Congress Allows SBA to Grant P3 Loans to Bankrupt Debtors, SBA Says ‘No’ | Miller Canfield

In June and December of 2020, Miller Canfield reported that the Fifth and Eleventh Circuits found that the Small Business Administration (“SBA”) could exclude bankrupt debtors from consideration for Paycheck Protection Program (“PPP”) loans, albeit for different reasons. The recent 2021 consolidated finance law (“LCA”), promulgated on December 27, 2020, could have changed the situation. It contains provisions that allow certain debtors to access the program, but with a catch: these provisions only take effect when the SBA gives its blessing in writing. The SBA did not give its written blessing. On the contrary, it expressly stated in its interim final rule regarding temporary modifications to the business loan program; Paycheck Protection Program as amended by the Economic Aid Act whereby bankrupt debtors are not eligible for PPP loans. IFR, Section B.2 (c) (pages 26-27). Additional PPP loans under the CAA will expire on March 31.

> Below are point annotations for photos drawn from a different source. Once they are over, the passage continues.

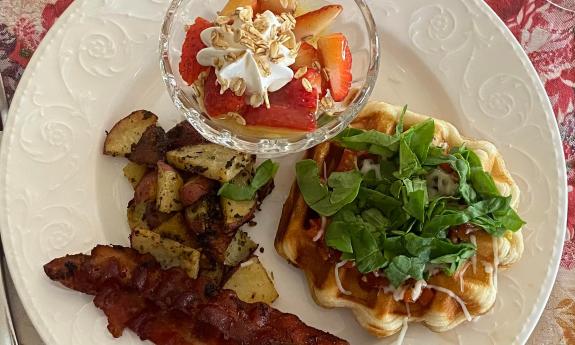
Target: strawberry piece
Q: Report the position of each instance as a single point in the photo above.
(232, 5)
(189, 66)
(291, 107)
(314, 22)
(306, 56)
(315, 79)
(336, 59)
(220, 104)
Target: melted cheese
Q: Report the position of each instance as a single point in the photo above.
(495, 260)
(418, 289)
(474, 257)
(321, 229)
(338, 281)
(401, 335)
(461, 276)
(440, 183)
(455, 297)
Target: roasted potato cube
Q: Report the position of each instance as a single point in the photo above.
(204, 216)
(252, 283)
(127, 132)
(134, 173)
(151, 147)
(183, 134)
(210, 160)
(241, 248)
(136, 215)
(169, 184)
(196, 187)
(211, 269)
(153, 217)
(169, 253)
(175, 229)
(147, 188)
(237, 213)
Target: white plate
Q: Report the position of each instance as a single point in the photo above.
(60, 195)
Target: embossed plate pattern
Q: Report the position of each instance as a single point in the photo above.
(59, 195)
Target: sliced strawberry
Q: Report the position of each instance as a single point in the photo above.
(336, 59)
(291, 107)
(306, 56)
(217, 104)
(314, 78)
(232, 5)
(314, 22)
(189, 66)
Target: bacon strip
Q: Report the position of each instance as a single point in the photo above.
(168, 308)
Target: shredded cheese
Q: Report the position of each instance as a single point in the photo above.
(247, 263)
(321, 229)
(461, 285)
(474, 257)
(417, 289)
(398, 294)
(495, 260)
(401, 335)
(338, 281)
(455, 297)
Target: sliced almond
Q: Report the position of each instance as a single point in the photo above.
(300, 72)
(307, 85)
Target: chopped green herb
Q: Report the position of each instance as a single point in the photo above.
(397, 219)
(264, 174)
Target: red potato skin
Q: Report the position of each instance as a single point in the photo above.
(147, 188)
(195, 189)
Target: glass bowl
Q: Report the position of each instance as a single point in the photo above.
(355, 22)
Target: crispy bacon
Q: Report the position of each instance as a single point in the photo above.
(168, 308)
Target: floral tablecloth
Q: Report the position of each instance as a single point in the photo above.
(546, 32)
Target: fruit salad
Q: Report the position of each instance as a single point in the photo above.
(260, 65)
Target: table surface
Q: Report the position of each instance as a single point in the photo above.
(546, 32)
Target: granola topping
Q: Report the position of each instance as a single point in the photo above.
(251, 55)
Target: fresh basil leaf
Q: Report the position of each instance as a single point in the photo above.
(441, 248)
(483, 183)
(418, 246)
(338, 236)
(490, 225)
(347, 257)
(402, 268)
(264, 173)
(484, 207)
(374, 217)
(415, 205)
(374, 137)
(384, 203)
(420, 138)
(368, 256)
(408, 162)
(345, 186)
(309, 183)
(438, 224)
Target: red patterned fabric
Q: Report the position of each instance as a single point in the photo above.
(546, 33)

The PPP was a central element of the CARES law. Until August 2020, the PPP allowed eligible small businesses to obtain secured loans to pay for certain expenses, such as labor costs, rent, and utilities. Although the CARES Act did not specify whether companies that have filed for bankruptcy are eligible to participate in the PPP, the SBA has taken the position that they are not. A number of bankrupt debtors have sued the SBA for this bankruptcy exclusion. Although a few have been successful, the two appellate courts that weighed in on the matter determined that the SBA can properly exclude debtors from the PPP program.

The CAA contains provisions that could change that. These provisions would allow certain bankrupt debtors to apply for PPP loans. If not canceled, a PPP loan would be treated as senior debt in the event of debtor bankruptcy, coming after senior secured debt, but before all unsecured non-priority debt. Debtors would be allowed to include in their plans that their PPP loan must be repaid in full according to the terms of the loan, which is a slight change from how senior unsecured debt is normally handled in bankruptcy. Finally, the CAA provides that a bankruptcy court must hold a hearing within one week of a debtor’s request for authorization to take out a PPP loan.

The trap ? CAA does do not override the SBA. These provisions only take effect when the SBA submits a written decision to the United States Office of the Trustee (aka the government’s bankruptcy watchdog), stating that debtors are eligible to participate in the PPP program if they also meet the eligibility conditions. Even then, not all commercial debtors would qualify – only businesses filing under the Small Business Reorganization Act of Chapter 11 or Chapter 12 (farmers) or 13 (self-employed) would qualify. Ordinary Chapter 11 debtors do not apply.

What does this mean for lenders? For now, the SBA’s position that bankrupt debtors are excluded from consideration of PPP loans remains. Rather than undermining the SBA, the CAA appears to strengthen the positions of the Court of Appeal, as it gives the SBA the power to determine the debtor’s eligibility for PPP loans. But, under the CAA, the SBA could change its position simply by writing a letter to the United States Office of the Trustee. Thus, lenders should remain vigilant and closely monitor the evolution of the SBA, even if the SBA is unlikely to do so, given the most recent IFR.

What does this mean for debtors? Under the most recent IFR and the most recent PPP application, the existence of an ongoing bankruptcy renders a debtor ineligible for a PPP loan. Given the wording of the CAA, it is highly unlikely that a bankruptcy court will order a PPP loan under the CAA (either as part of the new round of PPP loans or as a second loan). PPP) must be agreed. Debtors should avoid trying to “play” with the system, as the SBA is vigilantly pursuing debtors who did, with more than 65 criminal investigations currently underway.